Pelo que O Fator apurou, a definição dos bancos levou em conta áreas de especialização e alcance geográfico. O Citigroup e o Bank of America, por exemplo, são especialistas na prospecção de investidores nos Estados Unidos, enquanto o UBS em contatos na Europa, onde tem capilaridade tradicional no setor financeiro.
A propósito, O Fator apurou que já existem investidores estrangeiros monitorando o processo. Entre os interessados estão a Suez, com apoio da Agence Française de Développement (AFD), e a Veolia Environnement, ambas francesas e com histórico de atuação no setor de saneamento.
O governo mineiro detém 50,03% do capital da Copasa e prepara a venda de parte dessa fatia por meio de uma oferta secundária de ações. A operação faz parte da estratégia de levantamento de recursos para reforçar o caixa estadual e atender às exigências do Programa de Pleno Pagamento das Dívidas dos Estados (Propag).

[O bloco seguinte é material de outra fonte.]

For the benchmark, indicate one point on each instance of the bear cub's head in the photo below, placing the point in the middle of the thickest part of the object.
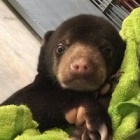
(81, 53)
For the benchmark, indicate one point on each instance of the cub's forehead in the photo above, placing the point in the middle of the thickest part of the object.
(85, 28)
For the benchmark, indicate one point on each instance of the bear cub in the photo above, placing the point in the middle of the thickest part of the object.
(76, 62)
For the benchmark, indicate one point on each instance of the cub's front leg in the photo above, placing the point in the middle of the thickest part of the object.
(91, 120)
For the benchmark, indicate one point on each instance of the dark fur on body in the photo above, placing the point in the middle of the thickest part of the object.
(51, 95)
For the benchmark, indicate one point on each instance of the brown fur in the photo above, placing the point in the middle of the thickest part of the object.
(75, 63)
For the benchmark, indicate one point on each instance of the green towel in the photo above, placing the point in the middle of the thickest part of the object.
(125, 103)
(16, 122)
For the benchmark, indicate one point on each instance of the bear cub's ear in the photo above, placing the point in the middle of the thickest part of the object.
(48, 35)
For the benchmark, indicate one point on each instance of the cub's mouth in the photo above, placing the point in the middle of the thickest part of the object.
(81, 68)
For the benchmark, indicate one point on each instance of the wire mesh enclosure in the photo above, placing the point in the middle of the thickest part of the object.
(116, 10)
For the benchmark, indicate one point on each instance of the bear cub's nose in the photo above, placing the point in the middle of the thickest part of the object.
(81, 66)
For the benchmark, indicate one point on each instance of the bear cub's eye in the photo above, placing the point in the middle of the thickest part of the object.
(60, 49)
(107, 52)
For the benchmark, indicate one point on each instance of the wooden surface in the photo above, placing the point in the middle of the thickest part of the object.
(19, 49)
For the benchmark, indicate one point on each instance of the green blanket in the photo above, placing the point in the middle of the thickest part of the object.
(16, 122)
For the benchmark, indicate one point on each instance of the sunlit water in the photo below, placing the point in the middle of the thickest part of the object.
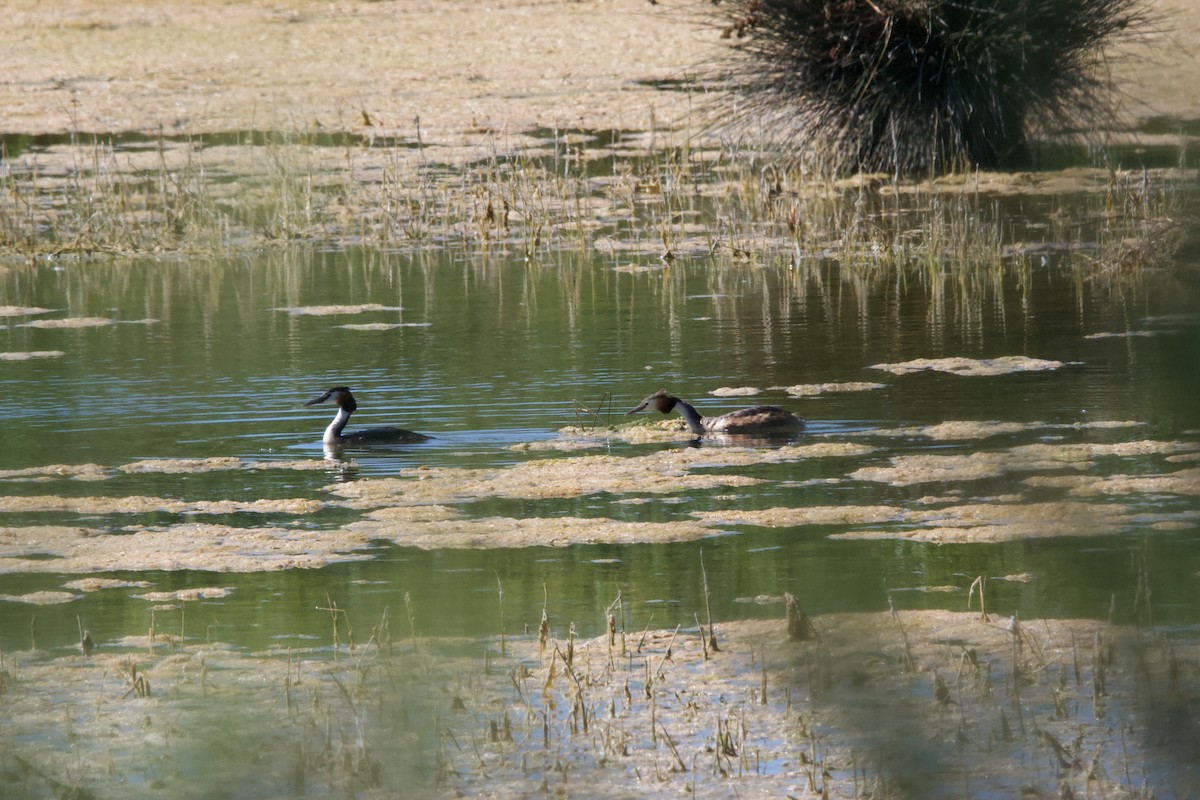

A escolha dos cinco bancos foi formalizada em fato relevante divulgado ao mercado na última sexta-feira (20). O comunicado informou que ainda não há oferta pública em curso e que o processo depende de aprovações societárias, regulatórias e das condições de mercado.
Na segunda-feira (23), durante assembleia, os acionistas da empresa aprovaram uma reforma estatutária com vistas à negociação de ao menos uma parte dos 50,03% detidos pelo governo de Minas Gerais.
Após o aval da assembleia de acionistas à proposta de privatização, eventuais interessados em apresentar ofertas para adquirir parte da porcentagem governamental na Copasa aguardam o edital que vai reger o processo. O documento deve ser publicado no mês que vem.
O pregão será baseado na chamada oferta secundária. Nesse modelo, os recursos arrecadados com a privatização irão diretamente para o caixa do acionista vendedor — no caso, o Palácio Tiradentes. O desenho foi definido a fim de permitir que o Executivo estadual possa aplicar a verba nos investimentos em infraestrutura exigidos pela União por causa da adesão ao Programa de Pleno Pagamento das Dívidas dos Estados (Propag).
Um dos cenários projetados por Zema para a privatização prevê a manutenção de 5% do capital societário nas mãos do estado. Para isso ocorrer, será preciso fechar acordo com um parceiro de referência.
Por outro lado, a proposta considera a possibilidade de venda total das ações do governo caso não haja um investidor de referência.